Road vehicle fuel efficiency could be doubled by 2050 if the right policies and technologies are put in place, according to two new reports by the International Energy Agency (IEA).

It says opportunities for cuts in fuel use could boost energy security by cutting demand for oil. Transport represents 20% of global energy consumption.

Better policy implementation and improvements in technology could double the fuel efficiency of land transport, according to the IEA. (Source:Flickr/joiseyshowaa)

“There is massive potential for fuel efficiency improvements to reduce demand for transport fuel, and the two reports show how the world could stabilise demand for oil even if the number of road vehicles – passenger cars, two-wheelers and freight trucks – doubled by 2050,” said Richard Jones, IEA Deputy Executive Director.

“Conventional combustion engine vehicles are set to be around for a long time and without the right policy mixes, like the ones described in these publications, the demand for energy from road vehicles will be unsustainable,” said Jones.

The two reports focusing on policy and technology respectively, suggest that many of the actions required are already possible.

Straightforward policy ideas such as highly visible fuel economy data for car buyers and taxation options offer one route.

On the technology side, the rollout of existing engine advances alone could make petrol vehicles 15% more efficient by 2020. Further improvements in this and other sectors will provide more cuts in emissions.

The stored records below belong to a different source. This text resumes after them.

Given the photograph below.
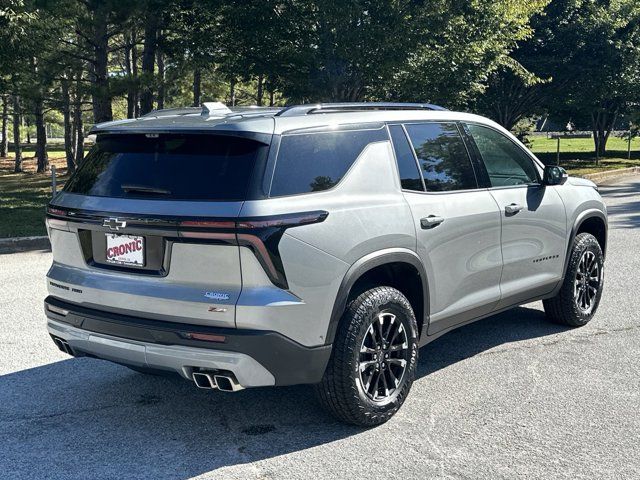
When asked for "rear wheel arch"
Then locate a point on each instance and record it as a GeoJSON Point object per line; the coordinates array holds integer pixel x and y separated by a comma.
{"type": "Point", "coordinates": [590, 221]}
{"type": "Point", "coordinates": [393, 267]}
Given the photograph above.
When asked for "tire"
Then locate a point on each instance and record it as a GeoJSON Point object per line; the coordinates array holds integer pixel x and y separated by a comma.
{"type": "Point", "coordinates": [354, 396]}
{"type": "Point", "coordinates": [576, 302]}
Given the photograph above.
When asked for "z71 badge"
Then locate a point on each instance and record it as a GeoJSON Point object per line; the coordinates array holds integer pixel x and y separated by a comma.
{"type": "Point", "coordinates": [216, 295]}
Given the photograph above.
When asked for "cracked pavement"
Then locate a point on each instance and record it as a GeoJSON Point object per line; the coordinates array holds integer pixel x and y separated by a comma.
{"type": "Point", "coordinates": [511, 396]}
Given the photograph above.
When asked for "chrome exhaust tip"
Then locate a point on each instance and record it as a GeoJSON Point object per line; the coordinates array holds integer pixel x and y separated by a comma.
{"type": "Point", "coordinates": [63, 345]}
{"type": "Point", "coordinates": [205, 381]}
{"type": "Point", "coordinates": [227, 383]}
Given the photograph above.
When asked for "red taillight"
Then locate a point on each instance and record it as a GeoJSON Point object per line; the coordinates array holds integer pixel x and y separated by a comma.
{"type": "Point", "coordinates": [207, 224]}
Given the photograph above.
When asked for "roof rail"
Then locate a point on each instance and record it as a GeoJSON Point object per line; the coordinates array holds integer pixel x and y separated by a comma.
{"type": "Point", "coordinates": [168, 112]}
{"type": "Point", "coordinates": [353, 107]}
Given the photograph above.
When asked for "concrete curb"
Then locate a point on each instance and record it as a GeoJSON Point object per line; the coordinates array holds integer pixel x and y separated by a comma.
{"type": "Point", "coordinates": [23, 244]}
{"type": "Point", "coordinates": [611, 174]}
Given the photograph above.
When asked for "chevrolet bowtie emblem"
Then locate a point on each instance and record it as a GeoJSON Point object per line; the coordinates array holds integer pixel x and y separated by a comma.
{"type": "Point", "coordinates": [114, 223]}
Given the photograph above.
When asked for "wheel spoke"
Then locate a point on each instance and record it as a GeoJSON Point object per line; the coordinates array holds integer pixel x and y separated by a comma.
{"type": "Point", "coordinates": [394, 379]}
{"type": "Point", "coordinates": [380, 334]}
{"type": "Point", "coordinates": [366, 364]}
{"type": "Point", "coordinates": [385, 384]}
{"type": "Point", "coordinates": [375, 385]}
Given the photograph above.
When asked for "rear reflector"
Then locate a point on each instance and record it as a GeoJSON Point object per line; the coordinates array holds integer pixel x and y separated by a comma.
{"type": "Point", "coordinates": [206, 337]}
{"type": "Point", "coordinates": [58, 310]}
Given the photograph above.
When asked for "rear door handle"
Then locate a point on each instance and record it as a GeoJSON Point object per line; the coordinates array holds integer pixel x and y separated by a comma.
{"type": "Point", "coordinates": [512, 209]}
{"type": "Point", "coordinates": [430, 222]}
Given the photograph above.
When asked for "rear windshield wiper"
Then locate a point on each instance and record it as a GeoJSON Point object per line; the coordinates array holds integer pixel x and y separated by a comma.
{"type": "Point", "coordinates": [144, 189]}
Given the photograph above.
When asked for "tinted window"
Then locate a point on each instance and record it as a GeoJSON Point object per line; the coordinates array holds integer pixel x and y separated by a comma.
{"type": "Point", "coordinates": [506, 163]}
{"type": "Point", "coordinates": [176, 167]}
{"type": "Point", "coordinates": [443, 157]}
{"type": "Point", "coordinates": [407, 166]}
{"type": "Point", "coordinates": [317, 161]}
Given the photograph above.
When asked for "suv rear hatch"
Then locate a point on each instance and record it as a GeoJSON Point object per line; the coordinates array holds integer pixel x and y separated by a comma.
{"type": "Point", "coordinates": [146, 226]}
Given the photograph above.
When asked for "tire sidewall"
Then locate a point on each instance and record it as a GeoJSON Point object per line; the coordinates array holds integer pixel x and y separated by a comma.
{"type": "Point", "coordinates": [400, 307]}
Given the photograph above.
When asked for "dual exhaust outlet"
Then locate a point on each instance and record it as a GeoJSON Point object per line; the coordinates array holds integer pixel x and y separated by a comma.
{"type": "Point", "coordinates": [210, 381]}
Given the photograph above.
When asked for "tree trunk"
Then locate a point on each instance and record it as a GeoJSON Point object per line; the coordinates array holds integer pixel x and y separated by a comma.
{"type": "Point", "coordinates": [4, 141]}
{"type": "Point", "coordinates": [232, 92]}
{"type": "Point", "coordinates": [128, 53]}
{"type": "Point", "coordinates": [17, 121]}
{"type": "Point", "coordinates": [148, 62]}
{"type": "Point", "coordinates": [102, 111]}
{"type": "Point", "coordinates": [271, 95]}
{"type": "Point", "coordinates": [161, 86]}
{"type": "Point", "coordinates": [136, 85]}
{"type": "Point", "coordinates": [603, 122]}
{"type": "Point", "coordinates": [259, 93]}
{"type": "Point", "coordinates": [197, 87]}
{"type": "Point", "coordinates": [77, 121]}
{"type": "Point", "coordinates": [41, 137]}
{"type": "Point", "coordinates": [68, 130]}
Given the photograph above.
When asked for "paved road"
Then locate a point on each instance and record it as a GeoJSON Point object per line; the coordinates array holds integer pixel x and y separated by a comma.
{"type": "Point", "coordinates": [509, 397]}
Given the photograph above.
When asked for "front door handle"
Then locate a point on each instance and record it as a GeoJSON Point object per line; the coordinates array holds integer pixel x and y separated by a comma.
{"type": "Point", "coordinates": [430, 222]}
{"type": "Point", "coordinates": [513, 209]}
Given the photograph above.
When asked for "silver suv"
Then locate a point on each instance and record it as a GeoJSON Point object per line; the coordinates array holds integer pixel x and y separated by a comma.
{"type": "Point", "coordinates": [315, 244]}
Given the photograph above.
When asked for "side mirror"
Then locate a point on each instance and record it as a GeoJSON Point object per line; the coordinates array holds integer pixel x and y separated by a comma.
{"type": "Point", "coordinates": [554, 175]}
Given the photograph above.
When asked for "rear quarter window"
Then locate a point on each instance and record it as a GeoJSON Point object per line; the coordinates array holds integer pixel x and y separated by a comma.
{"type": "Point", "coordinates": [313, 162]}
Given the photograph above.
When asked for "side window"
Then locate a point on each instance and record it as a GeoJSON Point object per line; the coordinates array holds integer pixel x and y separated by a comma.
{"type": "Point", "coordinates": [407, 166]}
{"type": "Point", "coordinates": [313, 162]}
{"type": "Point", "coordinates": [505, 161]}
{"type": "Point", "coordinates": [443, 157]}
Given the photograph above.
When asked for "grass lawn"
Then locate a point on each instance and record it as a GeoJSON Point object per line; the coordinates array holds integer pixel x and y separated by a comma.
{"type": "Point", "coordinates": [578, 157]}
{"type": "Point", "coordinates": [23, 196]}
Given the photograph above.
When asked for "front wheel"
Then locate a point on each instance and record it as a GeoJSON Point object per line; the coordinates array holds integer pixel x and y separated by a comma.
{"type": "Point", "coordinates": [578, 299]}
{"type": "Point", "coordinates": [374, 358]}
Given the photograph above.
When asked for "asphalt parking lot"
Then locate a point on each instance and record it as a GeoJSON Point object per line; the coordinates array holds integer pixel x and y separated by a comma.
{"type": "Point", "coordinates": [509, 397]}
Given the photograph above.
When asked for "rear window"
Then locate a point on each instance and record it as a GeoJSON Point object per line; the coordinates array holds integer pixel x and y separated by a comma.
{"type": "Point", "coordinates": [172, 167]}
{"type": "Point", "coordinates": [317, 161]}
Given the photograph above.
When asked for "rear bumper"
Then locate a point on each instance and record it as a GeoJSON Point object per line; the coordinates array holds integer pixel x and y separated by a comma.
{"type": "Point", "coordinates": [256, 358]}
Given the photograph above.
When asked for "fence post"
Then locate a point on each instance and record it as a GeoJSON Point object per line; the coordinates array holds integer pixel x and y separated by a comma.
{"type": "Point", "coordinates": [53, 181]}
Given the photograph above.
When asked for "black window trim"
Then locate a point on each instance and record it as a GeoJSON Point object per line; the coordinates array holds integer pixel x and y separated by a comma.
{"type": "Point", "coordinates": [415, 156]}
{"type": "Point", "coordinates": [395, 156]}
{"type": "Point", "coordinates": [538, 165]}
{"type": "Point", "coordinates": [273, 163]}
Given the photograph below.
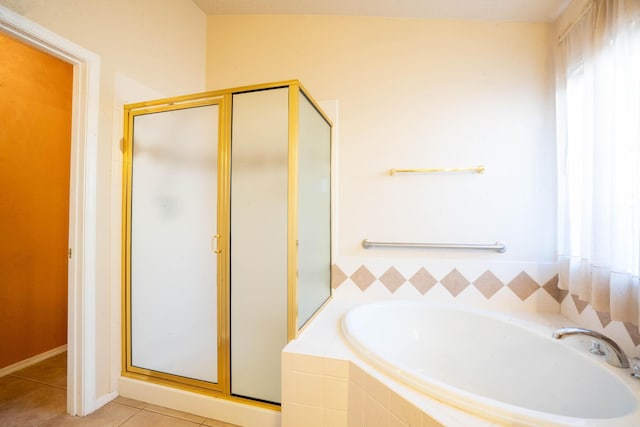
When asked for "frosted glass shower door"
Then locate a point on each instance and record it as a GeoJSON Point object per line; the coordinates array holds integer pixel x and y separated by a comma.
{"type": "Point", "coordinates": [173, 259]}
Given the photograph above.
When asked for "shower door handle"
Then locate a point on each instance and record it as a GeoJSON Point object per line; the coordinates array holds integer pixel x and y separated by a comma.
{"type": "Point", "coordinates": [214, 244]}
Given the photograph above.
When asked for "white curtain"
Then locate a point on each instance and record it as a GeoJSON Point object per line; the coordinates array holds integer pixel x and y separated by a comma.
{"type": "Point", "coordinates": [598, 131]}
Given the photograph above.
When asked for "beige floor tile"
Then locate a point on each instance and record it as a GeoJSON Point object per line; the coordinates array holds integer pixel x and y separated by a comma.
{"type": "Point", "coordinates": [13, 388]}
{"type": "Point", "coordinates": [33, 408]}
{"type": "Point", "coordinates": [215, 423]}
{"type": "Point", "coordinates": [52, 371]}
{"type": "Point", "coordinates": [176, 414]}
{"type": "Point", "coordinates": [110, 415]}
{"type": "Point", "coordinates": [152, 419]}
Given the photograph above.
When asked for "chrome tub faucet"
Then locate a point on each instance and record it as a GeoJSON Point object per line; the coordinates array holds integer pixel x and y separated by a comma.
{"type": "Point", "coordinates": [614, 354]}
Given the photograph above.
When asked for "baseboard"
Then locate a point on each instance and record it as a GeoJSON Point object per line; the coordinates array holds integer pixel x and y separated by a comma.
{"type": "Point", "coordinates": [32, 360]}
{"type": "Point", "coordinates": [103, 400]}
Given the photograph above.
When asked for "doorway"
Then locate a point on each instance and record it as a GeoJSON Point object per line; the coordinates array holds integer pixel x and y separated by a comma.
{"type": "Point", "coordinates": [35, 152]}
{"type": "Point", "coordinates": [81, 398]}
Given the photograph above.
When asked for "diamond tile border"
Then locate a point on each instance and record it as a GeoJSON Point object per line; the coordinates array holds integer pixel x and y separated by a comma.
{"type": "Point", "coordinates": [454, 282]}
{"type": "Point", "coordinates": [488, 284]}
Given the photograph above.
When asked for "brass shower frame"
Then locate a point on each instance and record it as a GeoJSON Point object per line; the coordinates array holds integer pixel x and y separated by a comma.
{"type": "Point", "coordinates": [222, 98]}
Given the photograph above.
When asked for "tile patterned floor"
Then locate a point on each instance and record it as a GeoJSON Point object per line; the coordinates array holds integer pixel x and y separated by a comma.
{"type": "Point", "coordinates": [36, 397]}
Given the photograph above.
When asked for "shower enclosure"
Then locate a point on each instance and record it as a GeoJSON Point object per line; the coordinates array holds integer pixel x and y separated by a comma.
{"type": "Point", "coordinates": [226, 236]}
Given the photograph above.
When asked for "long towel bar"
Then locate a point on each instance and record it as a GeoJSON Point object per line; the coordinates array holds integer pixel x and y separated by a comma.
{"type": "Point", "coordinates": [498, 246]}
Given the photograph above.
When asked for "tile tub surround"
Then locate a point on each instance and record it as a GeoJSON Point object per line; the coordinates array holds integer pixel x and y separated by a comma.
{"type": "Point", "coordinates": [324, 383]}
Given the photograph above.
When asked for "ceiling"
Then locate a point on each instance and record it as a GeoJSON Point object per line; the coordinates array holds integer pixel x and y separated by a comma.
{"type": "Point", "coordinates": [475, 10]}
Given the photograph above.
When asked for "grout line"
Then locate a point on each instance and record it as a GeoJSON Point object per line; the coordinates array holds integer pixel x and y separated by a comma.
{"type": "Point", "coordinates": [132, 415]}
{"type": "Point", "coordinates": [171, 416]}
{"type": "Point", "coordinates": [37, 381]}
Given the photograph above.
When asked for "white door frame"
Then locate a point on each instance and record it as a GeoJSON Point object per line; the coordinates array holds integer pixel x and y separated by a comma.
{"type": "Point", "coordinates": [81, 375]}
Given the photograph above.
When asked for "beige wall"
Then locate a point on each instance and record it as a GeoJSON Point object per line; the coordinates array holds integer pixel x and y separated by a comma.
{"type": "Point", "coordinates": [418, 93]}
{"type": "Point", "coordinates": [162, 46]}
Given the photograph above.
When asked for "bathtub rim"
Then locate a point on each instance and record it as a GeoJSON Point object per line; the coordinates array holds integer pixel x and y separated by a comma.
{"type": "Point", "coordinates": [484, 407]}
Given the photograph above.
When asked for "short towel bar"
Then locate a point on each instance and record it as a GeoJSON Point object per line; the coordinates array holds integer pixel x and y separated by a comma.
{"type": "Point", "coordinates": [498, 246]}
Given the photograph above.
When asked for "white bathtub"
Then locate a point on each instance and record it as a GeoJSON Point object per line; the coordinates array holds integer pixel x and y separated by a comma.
{"type": "Point", "coordinates": [483, 364]}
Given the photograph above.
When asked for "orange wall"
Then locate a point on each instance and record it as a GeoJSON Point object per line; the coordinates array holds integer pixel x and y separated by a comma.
{"type": "Point", "coordinates": [35, 142]}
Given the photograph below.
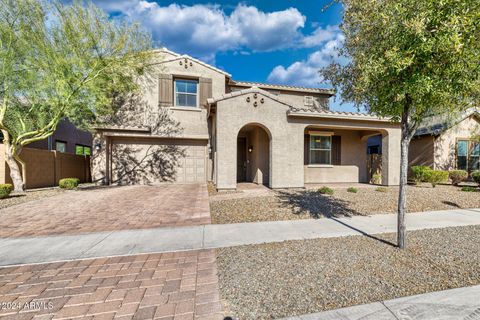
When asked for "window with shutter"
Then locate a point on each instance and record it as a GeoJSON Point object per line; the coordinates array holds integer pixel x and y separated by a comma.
{"type": "Point", "coordinates": [205, 90]}
{"type": "Point", "coordinates": [165, 90]}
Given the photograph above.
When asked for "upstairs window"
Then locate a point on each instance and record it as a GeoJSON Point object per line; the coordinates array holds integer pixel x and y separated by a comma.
{"type": "Point", "coordinates": [308, 101]}
{"type": "Point", "coordinates": [186, 93]}
{"type": "Point", "coordinates": [82, 150]}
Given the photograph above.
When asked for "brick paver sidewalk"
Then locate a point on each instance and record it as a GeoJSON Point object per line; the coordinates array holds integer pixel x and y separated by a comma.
{"type": "Point", "coordinates": [108, 209]}
{"type": "Point", "coordinates": [180, 286]}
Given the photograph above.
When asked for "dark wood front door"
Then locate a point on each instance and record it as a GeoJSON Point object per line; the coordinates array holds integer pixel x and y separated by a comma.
{"type": "Point", "coordinates": [241, 159]}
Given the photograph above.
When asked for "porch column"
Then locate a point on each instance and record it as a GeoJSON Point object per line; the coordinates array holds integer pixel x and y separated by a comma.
{"type": "Point", "coordinates": [391, 157]}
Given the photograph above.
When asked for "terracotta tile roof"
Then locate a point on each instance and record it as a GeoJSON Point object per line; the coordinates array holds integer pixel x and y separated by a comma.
{"type": "Point", "coordinates": [335, 114]}
{"type": "Point", "coordinates": [437, 124]}
{"type": "Point", "coordinates": [281, 87]}
{"type": "Point", "coordinates": [253, 89]}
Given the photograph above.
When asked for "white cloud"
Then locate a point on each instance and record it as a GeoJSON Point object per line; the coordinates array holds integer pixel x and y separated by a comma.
{"type": "Point", "coordinates": [204, 30]}
{"type": "Point", "coordinates": [306, 72]}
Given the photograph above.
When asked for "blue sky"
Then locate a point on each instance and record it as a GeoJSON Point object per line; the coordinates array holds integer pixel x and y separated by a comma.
{"type": "Point", "coordinates": [282, 42]}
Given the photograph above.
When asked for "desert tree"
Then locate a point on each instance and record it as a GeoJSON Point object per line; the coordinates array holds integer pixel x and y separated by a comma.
{"type": "Point", "coordinates": [61, 61]}
{"type": "Point", "coordinates": [408, 60]}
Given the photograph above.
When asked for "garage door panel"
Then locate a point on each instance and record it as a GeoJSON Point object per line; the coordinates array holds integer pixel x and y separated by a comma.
{"type": "Point", "coordinates": [152, 161]}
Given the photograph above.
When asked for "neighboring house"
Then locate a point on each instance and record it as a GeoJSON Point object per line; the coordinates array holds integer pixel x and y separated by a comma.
{"type": "Point", "coordinates": [446, 142]}
{"type": "Point", "coordinates": [44, 167]}
{"type": "Point", "coordinates": [67, 139]}
{"type": "Point", "coordinates": [194, 123]}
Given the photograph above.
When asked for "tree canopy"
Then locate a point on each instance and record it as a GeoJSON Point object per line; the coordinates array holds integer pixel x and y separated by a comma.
{"type": "Point", "coordinates": [62, 60]}
{"type": "Point", "coordinates": [408, 60]}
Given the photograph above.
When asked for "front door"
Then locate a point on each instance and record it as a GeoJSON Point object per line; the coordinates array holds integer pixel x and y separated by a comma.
{"type": "Point", "coordinates": [241, 159]}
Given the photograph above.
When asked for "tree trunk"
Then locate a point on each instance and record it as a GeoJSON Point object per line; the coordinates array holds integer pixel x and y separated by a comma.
{"type": "Point", "coordinates": [402, 195]}
{"type": "Point", "coordinates": [18, 183]}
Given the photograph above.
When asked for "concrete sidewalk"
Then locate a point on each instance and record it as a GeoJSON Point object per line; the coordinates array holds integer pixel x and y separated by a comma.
{"type": "Point", "coordinates": [461, 303]}
{"type": "Point", "coordinates": [117, 243]}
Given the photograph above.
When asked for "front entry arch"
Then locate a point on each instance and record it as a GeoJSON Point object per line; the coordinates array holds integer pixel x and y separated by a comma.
{"type": "Point", "coordinates": [253, 154]}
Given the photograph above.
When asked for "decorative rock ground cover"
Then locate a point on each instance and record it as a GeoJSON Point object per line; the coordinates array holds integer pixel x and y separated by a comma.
{"type": "Point", "coordinates": [304, 204]}
{"type": "Point", "coordinates": [298, 277]}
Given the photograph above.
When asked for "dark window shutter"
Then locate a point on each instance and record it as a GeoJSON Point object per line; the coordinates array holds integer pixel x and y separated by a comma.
{"type": "Point", "coordinates": [165, 90]}
{"type": "Point", "coordinates": [205, 90]}
{"type": "Point", "coordinates": [336, 150]}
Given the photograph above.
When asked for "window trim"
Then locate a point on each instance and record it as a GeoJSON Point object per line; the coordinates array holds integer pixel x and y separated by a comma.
{"type": "Point", "coordinates": [83, 146]}
{"type": "Point", "coordinates": [468, 156]}
{"type": "Point", "coordinates": [60, 141]}
{"type": "Point", "coordinates": [197, 81]}
{"type": "Point", "coordinates": [319, 134]}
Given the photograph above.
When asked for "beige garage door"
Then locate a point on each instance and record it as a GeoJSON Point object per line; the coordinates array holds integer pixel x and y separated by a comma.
{"type": "Point", "coordinates": [142, 161]}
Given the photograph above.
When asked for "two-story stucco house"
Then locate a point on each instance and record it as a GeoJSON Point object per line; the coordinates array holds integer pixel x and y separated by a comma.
{"type": "Point", "coordinates": [194, 124]}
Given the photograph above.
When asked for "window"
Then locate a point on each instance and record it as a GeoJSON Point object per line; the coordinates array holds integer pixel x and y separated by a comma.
{"type": "Point", "coordinates": [186, 92]}
{"type": "Point", "coordinates": [61, 146]}
{"type": "Point", "coordinates": [82, 150]}
{"type": "Point", "coordinates": [308, 101]}
{"type": "Point", "coordinates": [320, 149]}
{"type": "Point", "coordinates": [468, 155]}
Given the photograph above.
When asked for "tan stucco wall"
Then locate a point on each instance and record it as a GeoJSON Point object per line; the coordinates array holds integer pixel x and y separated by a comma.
{"type": "Point", "coordinates": [45, 168]}
{"type": "Point", "coordinates": [353, 166]}
{"type": "Point", "coordinates": [445, 144]}
{"type": "Point", "coordinates": [421, 151]}
{"type": "Point", "coordinates": [287, 144]}
{"type": "Point", "coordinates": [193, 121]}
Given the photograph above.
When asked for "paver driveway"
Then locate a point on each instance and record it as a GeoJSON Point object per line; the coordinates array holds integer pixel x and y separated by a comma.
{"type": "Point", "coordinates": [180, 285]}
{"type": "Point", "coordinates": [108, 209]}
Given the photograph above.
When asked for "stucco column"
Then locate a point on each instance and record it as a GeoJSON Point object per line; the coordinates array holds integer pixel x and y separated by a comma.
{"type": "Point", "coordinates": [391, 157]}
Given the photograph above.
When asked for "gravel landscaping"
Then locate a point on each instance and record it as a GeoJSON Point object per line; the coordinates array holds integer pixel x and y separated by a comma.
{"type": "Point", "coordinates": [29, 196]}
{"type": "Point", "coordinates": [297, 277]}
{"type": "Point", "coordinates": [304, 204]}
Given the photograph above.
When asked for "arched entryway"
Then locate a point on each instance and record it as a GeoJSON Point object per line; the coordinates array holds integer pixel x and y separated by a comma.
{"type": "Point", "coordinates": [253, 154]}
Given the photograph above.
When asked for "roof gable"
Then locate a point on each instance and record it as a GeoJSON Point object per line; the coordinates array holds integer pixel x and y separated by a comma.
{"type": "Point", "coordinates": [176, 57]}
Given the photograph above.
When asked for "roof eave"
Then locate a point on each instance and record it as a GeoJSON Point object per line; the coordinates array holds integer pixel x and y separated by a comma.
{"type": "Point", "coordinates": [337, 116]}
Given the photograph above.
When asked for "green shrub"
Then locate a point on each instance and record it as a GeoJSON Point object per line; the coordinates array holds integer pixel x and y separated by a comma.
{"type": "Point", "coordinates": [5, 190]}
{"type": "Point", "coordinates": [68, 183]}
{"type": "Point", "coordinates": [469, 189]}
{"type": "Point", "coordinates": [325, 190]}
{"type": "Point", "coordinates": [436, 176]}
{"type": "Point", "coordinates": [457, 176]}
{"type": "Point", "coordinates": [352, 190]}
{"type": "Point", "coordinates": [376, 178]}
{"type": "Point", "coordinates": [476, 176]}
{"type": "Point", "coordinates": [420, 173]}
{"type": "Point", "coordinates": [381, 189]}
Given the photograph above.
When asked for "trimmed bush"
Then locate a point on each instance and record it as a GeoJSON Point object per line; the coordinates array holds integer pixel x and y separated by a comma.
{"type": "Point", "coordinates": [68, 183]}
{"type": "Point", "coordinates": [457, 176]}
{"type": "Point", "coordinates": [325, 190]}
{"type": "Point", "coordinates": [5, 190]}
{"type": "Point", "coordinates": [420, 173]}
{"type": "Point", "coordinates": [469, 189]}
{"type": "Point", "coordinates": [376, 178]}
{"type": "Point", "coordinates": [381, 189]}
{"type": "Point", "coordinates": [352, 190]}
{"type": "Point", "coordinates": [436, 176]}
{"type": "Point", "coordinates": [476, 176]}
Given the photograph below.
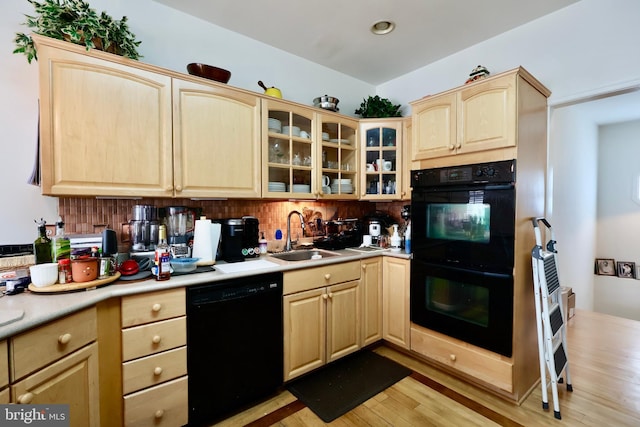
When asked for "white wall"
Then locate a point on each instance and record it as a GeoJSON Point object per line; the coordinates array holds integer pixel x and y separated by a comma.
{"type": "Point", "coordinates": [169, 39]}
{"type": "Point", "coordinates": [618, 235]}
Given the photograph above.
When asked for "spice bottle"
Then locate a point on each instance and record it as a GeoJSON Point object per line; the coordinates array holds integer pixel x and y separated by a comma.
{"type": "Point", "coordinates": [42, 245]}
{"type": "Point", "coordinates": [162, 256]}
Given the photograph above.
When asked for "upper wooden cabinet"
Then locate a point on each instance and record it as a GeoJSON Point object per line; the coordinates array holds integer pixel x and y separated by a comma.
{"type": "Point", "coordinates": [111, 126]}
{"type": "Point", "coordinates": [479, 117]}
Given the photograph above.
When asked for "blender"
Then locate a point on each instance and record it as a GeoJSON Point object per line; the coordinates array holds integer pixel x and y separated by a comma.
{"type": "Point", "coordinates": [180, 222]}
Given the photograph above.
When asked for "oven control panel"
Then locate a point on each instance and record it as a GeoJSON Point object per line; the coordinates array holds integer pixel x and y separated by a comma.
{"type": "Point", "coordinates": [479, 173]}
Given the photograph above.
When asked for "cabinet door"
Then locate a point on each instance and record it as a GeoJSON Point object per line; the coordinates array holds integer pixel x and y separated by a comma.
{"type": "Point", "coordinates": [487, 115]}
{"type": "Point", "coordinates": [304, 332]}
{"type": "Point", "coordinates": [72, 380]}
{"type": "Point", "coordinates": [381, 159]}
{"type": "Point", "coordinates": [105, 127]}
{"type": "Point", "coordinates": [371, 287]}
{"type": "Point", "coordinates": [216, 141]}
{"type": "Point", "coordinates": [434, 127]}
{"type": "Point", "coordinates": [343, 319]}
{"type": "Point", "coordinates": [395, 289]}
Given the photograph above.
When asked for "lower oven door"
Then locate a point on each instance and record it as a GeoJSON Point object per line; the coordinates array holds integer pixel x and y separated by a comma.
{"type": "Point", "coordinates": [472, 306]}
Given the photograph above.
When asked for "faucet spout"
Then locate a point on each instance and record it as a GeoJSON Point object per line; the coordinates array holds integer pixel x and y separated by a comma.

The IEA’s chief economist Fatih Birol recently said that the world was on target for a 6°C of warming and that major “investment changes” would be required to achieve the 2°C of warming limit that scientists recommend to limit dangerous climate change.

The EU issued a statement yesterday calling for more research to cut its dependence on fossil fuels for transport. The bloc’s combined oil import bill in 2010 was €210bn.